COMMENTS regarding the potential authorization of the work proposed should be submitted in writing to the attention of the District Engineer through the Miami Permits Section, 9900 Southwest 107th Avenue, Miami, FL 33176 within 21 days from the date of this notice.
The decision whether to issue or deny this permit application will be based on the information received from this public notice and the evaluation of the probable impact to the associated wetlands. This is based on an analysis of the applicant's avoidance and minimization efforts for the project, as well as the compensatory mitigation proposed.
QUESTIONS concerning this application should be directed to the project manager Megan Clouser at the letterhead address, by electronic mail at Megan.L.Clouser@usace.army.mil, by fax at 305-526-7184, or by telephone at 305-526-7182.
IMPACT ON NATURAL RESOURCES: Coordination with U.S. Fish and Wildlife Service, Environmental Protection Agency (EPA), the National Marine Fisheries Services, and other Federal, State, and local agencies, environmental groups, and concerned citizens generally yields pertinent environmental information that is instrumental in determining the impact the proposed action will have on the natural resources of the area.

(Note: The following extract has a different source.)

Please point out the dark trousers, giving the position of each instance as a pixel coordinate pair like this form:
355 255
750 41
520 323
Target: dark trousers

EVALUATION: The decision whether to issue a permit will be based on an evaluation of the probable impact including cumulative impacts of the proposed activity on the public interest. That decision will reflect the national concern for both protection and utilization of important resources. The benefits, which reasonably may be expected to accrue from the proposal, must be balanced against its reasonably foreseeable detriments. All factors which may be relevant to the proposal will be considered including cumulative impacts thereof; among these are conservation, economics, esthetics, general environmental concerns, wetlands, historical properties, fish and wildlife values, flood hazards, floodplain values, land use, navigation, shoreline erosion and accretion, recreation, water supply and conservation, water quality, energy needs, safety, food, and fiber production, mineral needs, considerations of property ownership, and in general, the needs and welfare of the people. Evaluation of the impact of the activity on the public interest will also include application of the guidelines promulgated by the Administrator, EPA, under authority of Section 404(b) of the Clean Water Act or the criteria established under authority of Section 102(a) of the Marine Protection Research and Sanctuaries Act of 1972. A permit will be granted unless its issuance is found to be contrary to the public interest.
The US Army Corps of Engineers (Corps) is soliciting comments from the public; Federal, State, and local agencies and officials; Indian Tribes; and other Interested parties in order to consider and evaluate the impacts of this proposed activity. Any comments received will be considered by the Corps to determine whether to issue, modify, condition, or deny a permit for this proposal. To make this determination, comments are used to assess impacts to endangered species, historic properties, water quality, general environmental effects, and the other public interest factors listed above. Comments are also used to determine the need for a public hearing and to determine the overall public interest of the proposed activity.
COASTAL ZONE MANAGEMENT CONSISTENCY: In Florida, the State approval constitutes compliance with the approved Coastal Zone Management Plan. In Puerto Rico, a Coastal Zone Management Consistency Concurrence is required from the Puerto Rico Planning Board. In the Virgin Islands, the Department of Planning and Natural Resources permit constitutes compliance with the Coastal Zone Management Plan.
REQUEST FOR PUBLIC HEARING: Any person may request a public hearing. The request must be submitted in writing to the District Engineer within the designated comment period of the notice and must state the specific reasons for requesting the public hearing.